With his usual optimism the artist soon consoled himself for his setback; and hastened to inform his family that a banker and a merchant were making offers for the “Guitarrero.” But while he was hesitating whether to ask five hundred francs or less, the purchasers had disappeared.
It is easy to recognize Courbet’s features beneath the romantic accoutrement of his subject. The picture is very typical of the artist’s early hesitations.
Only one thing was certain for him at that time, the imperative need of keeping away from the school of the official painters. He had nothing to learn of them after a few sittings of the model in the studio of Baron Steuben and a few conversations with Auguste Hesse. He found it more profitable to copy the old masters like Rembrandt, Franz Hals, Van Dyck, Velasquez, or the more or less courageous moderns like Géricault, Delacroix, and even Schnetz or Robert Fleury, who were his guides before he had found his own way.
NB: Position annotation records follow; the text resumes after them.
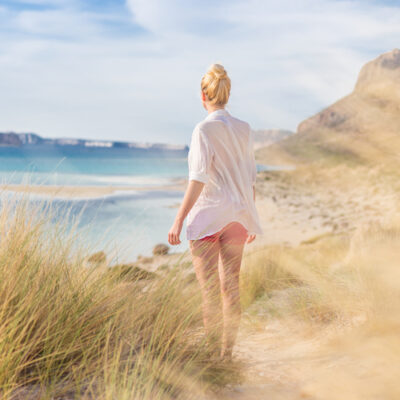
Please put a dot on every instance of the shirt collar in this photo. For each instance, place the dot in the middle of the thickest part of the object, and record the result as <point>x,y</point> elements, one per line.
<point>219,111</point>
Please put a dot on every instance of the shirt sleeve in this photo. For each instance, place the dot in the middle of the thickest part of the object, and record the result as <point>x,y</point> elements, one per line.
<point>199,156</point>
<point>253,167</point>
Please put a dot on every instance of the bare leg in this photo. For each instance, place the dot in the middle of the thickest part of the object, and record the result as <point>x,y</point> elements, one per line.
<point>232,242</point>
<point>205,256</point>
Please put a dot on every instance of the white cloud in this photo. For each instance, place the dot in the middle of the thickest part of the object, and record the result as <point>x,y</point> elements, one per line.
<point>64,74</point>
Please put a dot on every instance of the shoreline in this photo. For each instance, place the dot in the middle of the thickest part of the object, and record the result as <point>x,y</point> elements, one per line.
<point>87,191</point>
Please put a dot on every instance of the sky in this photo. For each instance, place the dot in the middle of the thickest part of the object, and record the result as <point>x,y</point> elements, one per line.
<point>131,70</point>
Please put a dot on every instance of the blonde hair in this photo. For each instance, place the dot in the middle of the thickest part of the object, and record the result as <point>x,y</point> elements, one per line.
<point>216,85</point>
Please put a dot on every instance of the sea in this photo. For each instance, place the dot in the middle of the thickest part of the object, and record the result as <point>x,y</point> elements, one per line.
<point>124,224</point>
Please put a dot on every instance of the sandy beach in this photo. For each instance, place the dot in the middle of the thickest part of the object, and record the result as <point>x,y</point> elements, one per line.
<point>80,192</point>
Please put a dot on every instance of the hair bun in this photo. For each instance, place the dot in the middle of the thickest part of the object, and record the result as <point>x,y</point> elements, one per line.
<point>218,71</point>
<point>216,84</point>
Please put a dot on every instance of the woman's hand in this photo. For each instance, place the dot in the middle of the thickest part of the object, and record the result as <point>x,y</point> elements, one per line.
<point>250,238</point>
<point>174,232</point>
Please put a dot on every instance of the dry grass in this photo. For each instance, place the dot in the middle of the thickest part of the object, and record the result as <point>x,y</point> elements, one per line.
<point>71,329</point>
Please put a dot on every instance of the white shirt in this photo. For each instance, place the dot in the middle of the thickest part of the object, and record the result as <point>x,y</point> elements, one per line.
<point>221,155</point>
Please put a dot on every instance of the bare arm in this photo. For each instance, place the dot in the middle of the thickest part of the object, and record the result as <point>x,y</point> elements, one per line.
<point>191,195</point>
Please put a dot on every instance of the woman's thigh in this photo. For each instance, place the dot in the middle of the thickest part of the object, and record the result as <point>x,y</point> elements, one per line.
<point>205,255</point>
<point>232,241</point>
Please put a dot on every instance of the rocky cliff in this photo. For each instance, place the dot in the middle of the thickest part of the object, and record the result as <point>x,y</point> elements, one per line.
<point>362,127</point>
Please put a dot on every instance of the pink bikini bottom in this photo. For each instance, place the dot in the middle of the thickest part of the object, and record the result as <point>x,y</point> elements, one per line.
<point>234,232</point>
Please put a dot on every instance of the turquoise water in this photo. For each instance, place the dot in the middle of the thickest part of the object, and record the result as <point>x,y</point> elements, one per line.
<point>124,224</point>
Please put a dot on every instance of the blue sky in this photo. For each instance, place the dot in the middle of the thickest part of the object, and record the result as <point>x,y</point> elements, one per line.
<point>131,70</point>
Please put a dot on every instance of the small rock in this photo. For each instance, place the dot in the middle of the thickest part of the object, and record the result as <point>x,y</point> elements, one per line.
<point>160,249</point>
<point>98,258</point>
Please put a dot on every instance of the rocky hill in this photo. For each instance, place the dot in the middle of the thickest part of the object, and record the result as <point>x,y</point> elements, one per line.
<point>361,128</point>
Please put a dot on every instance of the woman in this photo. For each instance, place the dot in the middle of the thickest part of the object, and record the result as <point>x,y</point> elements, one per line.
<point>220,205</point>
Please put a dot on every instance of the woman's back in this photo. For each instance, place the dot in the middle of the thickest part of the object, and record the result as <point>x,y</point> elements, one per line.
<point>221,155</point>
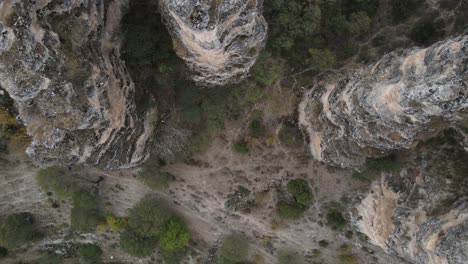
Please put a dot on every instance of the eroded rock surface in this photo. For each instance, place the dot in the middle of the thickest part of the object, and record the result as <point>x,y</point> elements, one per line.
<point>218,39</point>
<point>388,105</point>
<point>422,213</point>
<point>60,62</point>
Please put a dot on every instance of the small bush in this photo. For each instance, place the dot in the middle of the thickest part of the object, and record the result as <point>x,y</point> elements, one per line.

The rather shoddy romanticism of this picture was reproduced in much of the painter’s work during this first period. Together with a portrait of his sister, Juliette, jokingly called “La Baronne de M . . ” he sent in a “Rêve de Jeune Fille,” the hackneyed sentimentality of which it is easy to imagine. A short time before, in 1841, he had painted himself with his head in his hands and called the picture “Despair.” Among his early romantic titles are “Ruins by a lake ” (1839) ; a “Monk in a Cloister ” (184o), “Man delivered from Love by Death,” an “Odalisque,” inspired by Victor Hugo, a “Lelia ” borrowed from George Sand, and a ” Walpurgis Night” taken from Goethe’s “Faust.” Better known are the “Amants dans la Cam pagne ” (Lovers in the Country), and “Sentiments du Jeune Age ” (Feelings of Youth), two copies of which are in public collections in France; one in the Lyons museum, and the other in the Petit Palais in Paris, the gift of Mlle Juliette Courbet.